Es un objeto de tamaño considerable, pero, cuando hablamos de la gravedad, el más grande es el que manda, de manera que M88 se está acercando rápidamente hacia M87, el núcleo masivo del cúmulo. De hecho, se mueve hacia él de canto, como si fuera un enorme frisbee cósmico que, en su camino, está siendo despojado de la mayor parte de su hidrógeno neutro. Es un fenómeno que se conoce como stripping, que en español vendría a significar pelar, y ocurre especialmente en los cúmulos, zonas con una gran densidad de galaxias y un medio intergaláctico denso y caliente. M88 es una galaxia de tipo Seyfert II, cuya emisión confirma la presencia de un agujero negro supermasivo que alcanza unas 80 millones de masas solares, algo considerable si tenemos en cuenta que el agujero negro de nuestra galaxia tiene unas 4 millones de masas solares. En el centro sí que encontramos una importante cantidad de hidrógeno neutro, que al parecer ha sido desplazado al interior a través de los brazos espirales, una misión que suelen llevar a cabo las barras centrales, en este caso ausentes. La masa de hidrógeno en esta región central alcanza las 42 millones de masas solares, suficiente para generar una importante cantidad de estrellas, aunque su destino está claro: irá acercándose progresivamente al centro del núcleo, perdiendo cada vez más gas, hasta ser devorada por la gran M87, pasando a formar parte de su población estelar.

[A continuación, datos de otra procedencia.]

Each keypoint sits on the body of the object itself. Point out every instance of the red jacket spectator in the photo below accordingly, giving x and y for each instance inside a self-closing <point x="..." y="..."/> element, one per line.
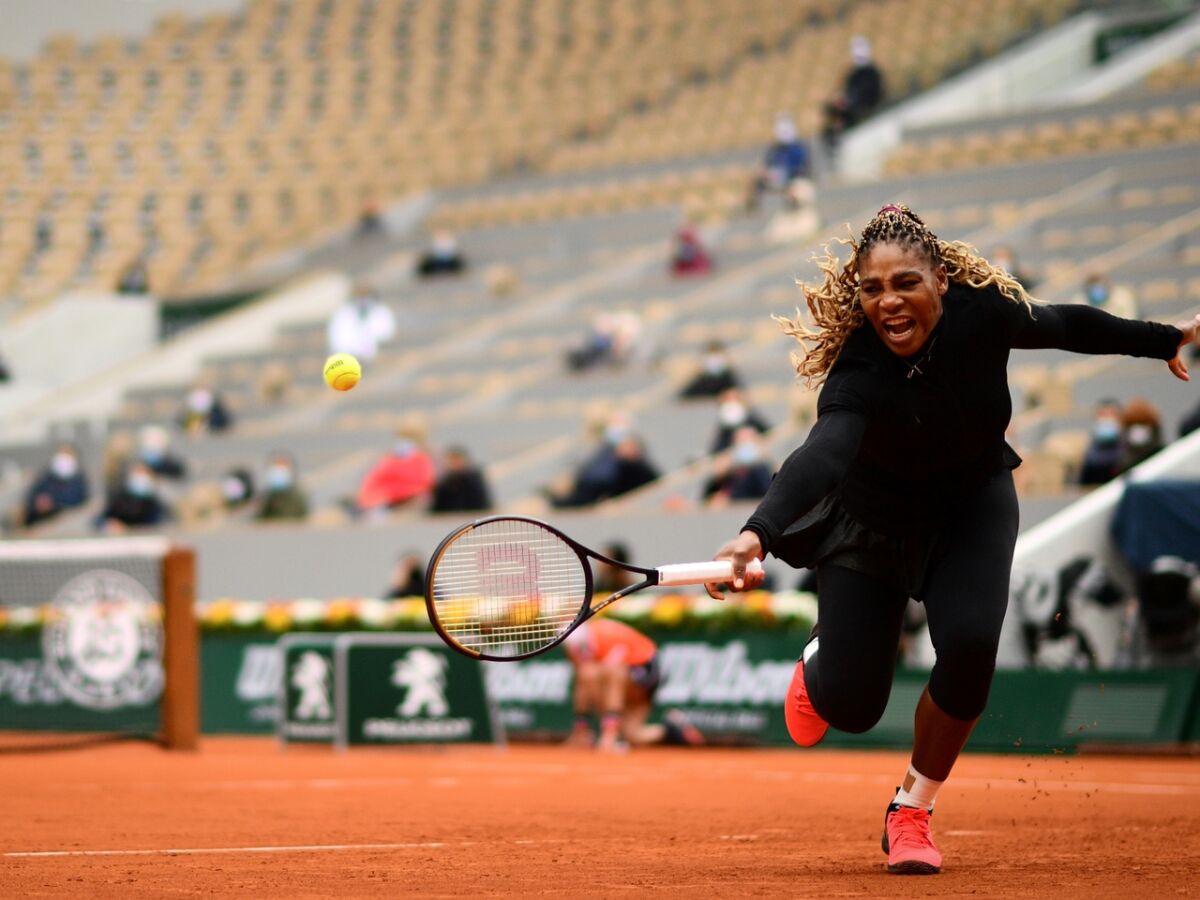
<point x="402" y="475"/>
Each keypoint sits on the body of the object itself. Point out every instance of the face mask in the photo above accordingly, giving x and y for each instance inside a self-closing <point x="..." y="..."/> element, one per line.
<point x="199" y="401"/>
<point x="745" y="455"/>
<point x="139" y="485"/>
<point x="1107" y="431"/>
<point x="64" y="465"/>
<point x="279" y="478"/>
<point x="615" y="433"/>
<point x="1139" y="435"/>
<point x="731" y="413"/>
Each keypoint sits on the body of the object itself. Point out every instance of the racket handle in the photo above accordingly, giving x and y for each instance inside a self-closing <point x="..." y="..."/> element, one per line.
<point x="702" y="573"/>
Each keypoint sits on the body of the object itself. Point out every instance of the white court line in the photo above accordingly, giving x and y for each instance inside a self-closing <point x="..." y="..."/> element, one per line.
<point x="198" y="851"/>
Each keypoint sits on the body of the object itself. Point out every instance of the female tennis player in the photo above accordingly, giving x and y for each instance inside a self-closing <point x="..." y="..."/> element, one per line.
<point x="904" y="486"/>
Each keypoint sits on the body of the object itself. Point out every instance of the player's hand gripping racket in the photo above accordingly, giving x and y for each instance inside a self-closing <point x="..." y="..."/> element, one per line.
<point x="509" y="587"/>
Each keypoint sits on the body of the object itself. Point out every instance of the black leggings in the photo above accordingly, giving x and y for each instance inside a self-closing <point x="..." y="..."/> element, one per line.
<point x="965" y="593"/>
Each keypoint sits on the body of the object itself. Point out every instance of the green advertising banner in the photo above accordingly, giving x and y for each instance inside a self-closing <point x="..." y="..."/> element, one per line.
<point x="730" y="684"/>
<point x="306" y="688"/>
<point x="108" y="683"/>
<point x="409" y="689"/>
<point x="240" y="678"/>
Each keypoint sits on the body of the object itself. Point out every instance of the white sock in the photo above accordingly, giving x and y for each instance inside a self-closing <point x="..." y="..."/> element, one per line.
<point x="922" y="793"/>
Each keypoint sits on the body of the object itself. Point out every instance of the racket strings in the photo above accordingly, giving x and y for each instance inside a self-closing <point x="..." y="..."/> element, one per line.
<point x="507" y="588"/>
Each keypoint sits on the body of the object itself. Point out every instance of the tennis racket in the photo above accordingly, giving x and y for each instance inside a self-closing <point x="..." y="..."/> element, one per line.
<point x="510" y="587"/>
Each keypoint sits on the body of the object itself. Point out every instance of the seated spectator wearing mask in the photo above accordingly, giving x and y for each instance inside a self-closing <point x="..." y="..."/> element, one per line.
<point x="618" y="466"/>
<point x="407" y="576"/>
<point x="689" y="257"/>
<point x="282" y="497"/>
<point x="204" y="411"/>
<point x="238" y="489"/>
<point x="154" y="449"/>
<point x="1098" y="291"/>
<point x="402" y="475"/>
<point x="714" y="377"/>
<point x="60" y="486"/>
<point x="136" y="503"/>
<point x="741" y="475"/>
<point x="359" y="325"/>
<point x="787" y="160"/>
<point x="442" y="258"/>
<point x="732" y="413"/>
<point x="1102" y="460"/>
<point x="1141" y="432"/>
<point x="461" y="487"/>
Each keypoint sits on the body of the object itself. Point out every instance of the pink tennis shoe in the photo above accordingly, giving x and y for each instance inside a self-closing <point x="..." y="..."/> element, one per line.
<point x="803" y="723"/>
<point x="909" y="841"/>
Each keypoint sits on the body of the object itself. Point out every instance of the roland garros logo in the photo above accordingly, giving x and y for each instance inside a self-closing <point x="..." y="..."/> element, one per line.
<point x="103" y="645"/>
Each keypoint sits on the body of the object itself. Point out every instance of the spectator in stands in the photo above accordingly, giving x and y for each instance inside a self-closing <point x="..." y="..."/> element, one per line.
<point x="743" y="474"/>
<point x="733" y="412"/>
<point x="154" y="449"/>
<point x="282" y="497"/>
<point x="407" y="576"/>
<point x="786" y="162"/>
<point x="359" y="325"/>
<point x="1102" y="460"/>
<point x="60" y="486"/>
<point x="135" y="503"/>
<point x="862" y="94"/>
<point x="1141" y="432"/>
<point x="689" y="256"/>
<point x="618" y="466"/>
<point x="442" y="257"/>
<point x="135" y="279"/>
<point x="403" y="475"/>
<point x="1005" y="257"/>
<point x="370" y="221"/>
<point x="612" y="339"/>
<point x="204" y="412"/>
<point x="238" y="489"/>
<point x="610" y="579"/>
<point x="1116" y="299"/>
<point x="715" y="375"/>
<point x="461" y="487"/>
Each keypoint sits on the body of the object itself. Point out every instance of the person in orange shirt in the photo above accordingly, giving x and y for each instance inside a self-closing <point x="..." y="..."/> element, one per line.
<point x="616" y="676"/>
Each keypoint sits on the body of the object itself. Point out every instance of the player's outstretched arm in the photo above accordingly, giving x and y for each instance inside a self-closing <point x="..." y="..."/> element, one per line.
<point x="1085" y="329"/>
<point x="1191" y="337"/>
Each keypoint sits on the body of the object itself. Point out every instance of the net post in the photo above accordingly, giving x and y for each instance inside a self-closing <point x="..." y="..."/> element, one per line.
<point x="181" y="689"/>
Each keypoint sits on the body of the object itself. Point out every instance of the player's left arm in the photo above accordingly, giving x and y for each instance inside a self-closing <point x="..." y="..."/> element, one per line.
<point x="1085" y="329"/>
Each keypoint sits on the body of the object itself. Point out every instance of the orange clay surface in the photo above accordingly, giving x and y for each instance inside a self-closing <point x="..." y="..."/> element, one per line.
<point x="243" y="816"/>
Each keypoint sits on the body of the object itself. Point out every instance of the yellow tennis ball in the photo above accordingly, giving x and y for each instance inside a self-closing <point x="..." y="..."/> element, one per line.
<point x="342" y="371"/>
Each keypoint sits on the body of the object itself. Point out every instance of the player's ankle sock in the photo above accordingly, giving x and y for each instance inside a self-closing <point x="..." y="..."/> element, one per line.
<point x="917" y="791"/>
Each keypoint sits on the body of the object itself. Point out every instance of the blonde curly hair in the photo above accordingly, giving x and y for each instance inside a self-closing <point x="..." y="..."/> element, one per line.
<point x="834" y="303"/>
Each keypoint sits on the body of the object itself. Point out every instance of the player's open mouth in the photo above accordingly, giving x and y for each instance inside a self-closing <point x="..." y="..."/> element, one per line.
<point x="899" y="328"/>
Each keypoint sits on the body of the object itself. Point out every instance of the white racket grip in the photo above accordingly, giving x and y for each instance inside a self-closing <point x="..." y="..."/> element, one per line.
<point x="702" y="573"/>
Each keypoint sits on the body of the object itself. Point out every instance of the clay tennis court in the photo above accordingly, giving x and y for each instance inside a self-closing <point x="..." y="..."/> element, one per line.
<point x="244" y="816"/>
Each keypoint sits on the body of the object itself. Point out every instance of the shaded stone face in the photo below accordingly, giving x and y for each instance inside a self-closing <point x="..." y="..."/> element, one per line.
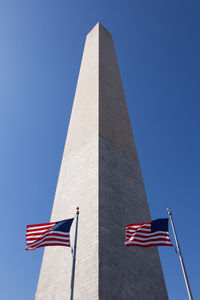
<point x="100" y="173"/>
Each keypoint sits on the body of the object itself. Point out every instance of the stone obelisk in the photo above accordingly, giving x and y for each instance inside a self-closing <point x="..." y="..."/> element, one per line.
<point x="100" y="173"/>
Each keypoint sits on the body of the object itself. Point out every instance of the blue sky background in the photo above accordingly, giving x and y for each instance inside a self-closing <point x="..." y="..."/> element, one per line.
<point x="158" y="46"/>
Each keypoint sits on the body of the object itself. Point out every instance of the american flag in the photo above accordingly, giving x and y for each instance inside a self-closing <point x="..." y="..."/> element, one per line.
<point x="48" y="234"/>
<point x="154" y="233"/>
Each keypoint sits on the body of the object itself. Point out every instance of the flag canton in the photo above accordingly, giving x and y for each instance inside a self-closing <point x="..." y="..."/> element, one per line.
<point x="159" y="225"/>
<point x="63" y="226"/>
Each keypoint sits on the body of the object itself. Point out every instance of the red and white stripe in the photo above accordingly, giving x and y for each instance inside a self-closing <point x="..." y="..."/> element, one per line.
<point x="41" y="235"/>
<point x="141" y="235"/>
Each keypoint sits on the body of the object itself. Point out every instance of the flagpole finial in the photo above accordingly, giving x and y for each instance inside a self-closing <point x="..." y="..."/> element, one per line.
<point x="169" y="212"/>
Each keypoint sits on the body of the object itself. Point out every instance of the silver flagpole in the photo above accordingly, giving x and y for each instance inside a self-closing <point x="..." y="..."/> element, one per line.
<point x="74" y="255"/>
<point x="180" y="257"/>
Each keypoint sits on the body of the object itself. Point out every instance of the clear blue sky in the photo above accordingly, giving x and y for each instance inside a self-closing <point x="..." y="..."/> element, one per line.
<point x="158" y="46"/>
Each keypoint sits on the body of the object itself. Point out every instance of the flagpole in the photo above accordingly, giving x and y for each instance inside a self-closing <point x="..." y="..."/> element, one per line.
<point x="74" y="255"/>
<point x="180" y="256"/>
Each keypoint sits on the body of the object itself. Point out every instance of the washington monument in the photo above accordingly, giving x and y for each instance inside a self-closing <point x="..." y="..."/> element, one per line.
<point x="100" y="173"/>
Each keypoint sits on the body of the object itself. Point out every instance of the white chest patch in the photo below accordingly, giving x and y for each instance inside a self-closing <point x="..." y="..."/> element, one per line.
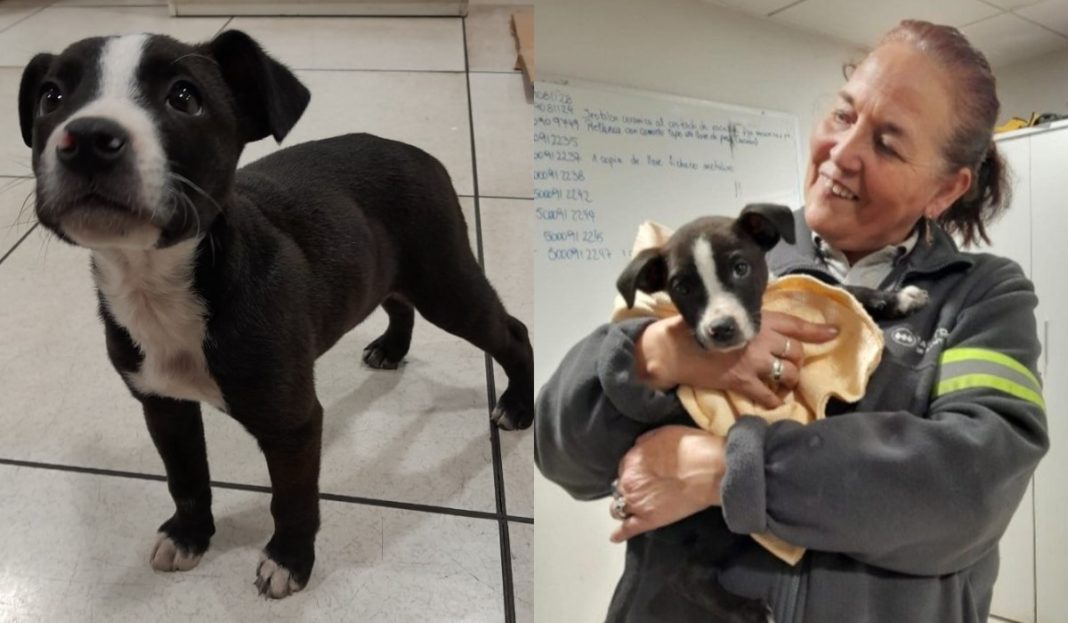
<point x="150" y="294"/>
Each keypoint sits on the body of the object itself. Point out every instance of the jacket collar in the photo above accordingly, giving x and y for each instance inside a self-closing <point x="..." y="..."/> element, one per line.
<point x="932" y="253"/>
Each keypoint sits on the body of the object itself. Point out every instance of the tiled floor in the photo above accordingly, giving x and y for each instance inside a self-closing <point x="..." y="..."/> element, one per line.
<point x="426" y="511"/>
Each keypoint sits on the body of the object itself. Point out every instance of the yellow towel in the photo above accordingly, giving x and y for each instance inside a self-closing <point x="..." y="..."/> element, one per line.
<point x="839" y="368"/>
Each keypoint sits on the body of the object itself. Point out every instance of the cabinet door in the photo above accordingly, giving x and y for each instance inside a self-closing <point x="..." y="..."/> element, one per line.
<point x="1010" y="236"/>
<point x="1049" y="196"/>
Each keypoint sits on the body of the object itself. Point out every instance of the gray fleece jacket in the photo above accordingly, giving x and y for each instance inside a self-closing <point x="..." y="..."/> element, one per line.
<point x="899" y="499"/>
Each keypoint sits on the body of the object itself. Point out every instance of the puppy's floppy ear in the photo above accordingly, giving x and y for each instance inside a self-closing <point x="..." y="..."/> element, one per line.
<point x="647" y="271"/>
<point x="28" y="92"/>
<point x="269" y="98"/>
<point x="766" y="223"/>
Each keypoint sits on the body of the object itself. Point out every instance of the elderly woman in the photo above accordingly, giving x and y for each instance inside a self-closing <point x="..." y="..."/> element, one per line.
<point x="900" y="499"/>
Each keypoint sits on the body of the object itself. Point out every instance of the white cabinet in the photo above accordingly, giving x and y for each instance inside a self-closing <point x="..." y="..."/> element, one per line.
<point x="1049" y="201"/>
<point x="1015" y="593"/>
<point x="1034" y="574"/>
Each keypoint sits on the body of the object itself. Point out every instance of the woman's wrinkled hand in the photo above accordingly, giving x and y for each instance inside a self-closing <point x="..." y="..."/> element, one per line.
<point x="666" y="355"/>
<point x="670" y="473"/>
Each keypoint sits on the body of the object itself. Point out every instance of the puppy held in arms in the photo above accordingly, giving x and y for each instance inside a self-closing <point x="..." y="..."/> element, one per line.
<point x="712" y="271"/>
<point x="221" y="285"/>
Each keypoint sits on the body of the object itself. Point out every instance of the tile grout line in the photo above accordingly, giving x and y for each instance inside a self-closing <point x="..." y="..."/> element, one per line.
<point x="266" y="489"/>
<point x="506" y="578"/>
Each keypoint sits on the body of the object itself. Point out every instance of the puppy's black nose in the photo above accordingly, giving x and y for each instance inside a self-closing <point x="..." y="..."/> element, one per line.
<point x="92" y="143"/>
<point x="723" y="331"/>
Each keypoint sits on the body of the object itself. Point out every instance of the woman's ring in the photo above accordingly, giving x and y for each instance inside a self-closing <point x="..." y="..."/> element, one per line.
<point x="776" y="370"/>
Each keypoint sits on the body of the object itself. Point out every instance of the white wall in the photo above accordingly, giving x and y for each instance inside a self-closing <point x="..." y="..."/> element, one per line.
<point x="684" y="47"/>
<point x="1038" y="84"/>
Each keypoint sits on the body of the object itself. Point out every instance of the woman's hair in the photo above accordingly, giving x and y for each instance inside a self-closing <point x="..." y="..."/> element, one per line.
<point x="971" y="142"/>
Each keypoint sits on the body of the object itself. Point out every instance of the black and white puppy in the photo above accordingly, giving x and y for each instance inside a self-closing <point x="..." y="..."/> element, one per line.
<point x="223" y="286"/>
<point x="715" y="270"/>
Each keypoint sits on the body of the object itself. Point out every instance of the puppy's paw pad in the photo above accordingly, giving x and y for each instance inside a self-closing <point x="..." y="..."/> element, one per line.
<point x="511" y="414"/>
<point x="275" y="581"/>
<point x="911" y="298"/>
<point x="169" y="556"/>
<point x="377" y="355"/>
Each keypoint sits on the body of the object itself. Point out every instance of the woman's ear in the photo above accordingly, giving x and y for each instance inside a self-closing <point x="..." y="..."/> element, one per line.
<point x="952" y="189"/>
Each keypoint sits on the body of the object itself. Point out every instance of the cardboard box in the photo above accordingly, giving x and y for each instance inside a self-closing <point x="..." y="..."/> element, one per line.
<point x="522" y="27"/>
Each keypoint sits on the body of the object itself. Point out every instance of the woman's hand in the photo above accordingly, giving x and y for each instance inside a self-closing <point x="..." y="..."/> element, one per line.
<point x="671" y="473"/>
<point x="666" y="355"/>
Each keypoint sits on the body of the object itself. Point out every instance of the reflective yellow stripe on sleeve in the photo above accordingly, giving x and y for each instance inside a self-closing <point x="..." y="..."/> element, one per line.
<point x="961" y="369"/>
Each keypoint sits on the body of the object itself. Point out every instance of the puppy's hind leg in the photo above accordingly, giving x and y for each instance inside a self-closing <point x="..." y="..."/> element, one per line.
<point x="387" y="351"/>
<point x="889" y="305"/>
<point x="466" y="305"/>
<point x="293" y="453"/>
<point x="177" y="431"/>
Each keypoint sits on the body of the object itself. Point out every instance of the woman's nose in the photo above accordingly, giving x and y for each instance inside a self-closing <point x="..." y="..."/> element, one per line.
<point x="847" y="152"/>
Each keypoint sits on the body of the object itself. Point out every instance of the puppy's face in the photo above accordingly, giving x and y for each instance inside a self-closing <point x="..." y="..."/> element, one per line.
<point x="715" y="270"/>
<point x="136" y="138"/>
<point x="717" y="279"/>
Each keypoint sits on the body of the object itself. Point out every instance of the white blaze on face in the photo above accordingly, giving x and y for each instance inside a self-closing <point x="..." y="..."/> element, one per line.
<point x="721" y="302"/>
<point x="116" y="99"/>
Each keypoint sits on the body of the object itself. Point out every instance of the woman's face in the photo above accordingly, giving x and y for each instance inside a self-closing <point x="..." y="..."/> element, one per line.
<point x="876" y="165"/>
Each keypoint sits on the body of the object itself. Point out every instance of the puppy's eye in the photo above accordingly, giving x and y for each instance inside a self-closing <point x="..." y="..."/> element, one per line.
<point x="681" y="286"/>
<point x="51" y="97"/>
<point x="184" y="98"/>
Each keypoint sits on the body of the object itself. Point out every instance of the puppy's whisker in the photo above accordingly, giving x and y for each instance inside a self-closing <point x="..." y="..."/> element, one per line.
<point x="21" y="211"/>
<point x="192" y="185"/>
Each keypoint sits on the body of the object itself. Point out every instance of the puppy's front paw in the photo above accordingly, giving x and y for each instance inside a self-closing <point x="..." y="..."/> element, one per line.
<point x="512" y="413"/>
<point x="169" y="556"/>
<point x="275" y="580"/>
<point x="381" y="355"/>
<point x="910" y="298"/>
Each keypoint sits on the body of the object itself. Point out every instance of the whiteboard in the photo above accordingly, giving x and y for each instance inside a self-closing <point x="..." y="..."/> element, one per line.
<point x="607" y="158"/>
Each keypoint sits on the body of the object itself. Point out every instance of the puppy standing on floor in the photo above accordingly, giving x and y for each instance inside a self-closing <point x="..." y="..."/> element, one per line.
<point x="223" y="286"/>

Con una magnitud de 10.4, M88 es fácilmente visible con unos simples prismáticos si la noche es oscura, apareciendo como una pequeña mancha informe. Sin embargo, al telescopio la galaxia se revela como un interesante objeto. A bajo aumento se aprecia ya su característica forma, un óvalo de luz que alcanza los 7 minutos de longitud y que podría recordar a una versión en miniatura de la Galaxia de Andrómeda, ya que comparten la misma inclinación. Una débil estrella aparece superpuesta en uno de sus extremos, y otra pareja de ellas, más brillantes, lucen algo más alejadas. A mayores aumentos se comienza a notar cierta irregularidad en el disco galáctico, aunque no conseguí apreciar con claridad sus dos brazos. Quizás en mejores condiciones resulte más sencillo, pero aun así M88 nos regala una bonita visión y, a la vez, nos permite conocer un poco mejor la metrópolis más cercana de nuestro entorno.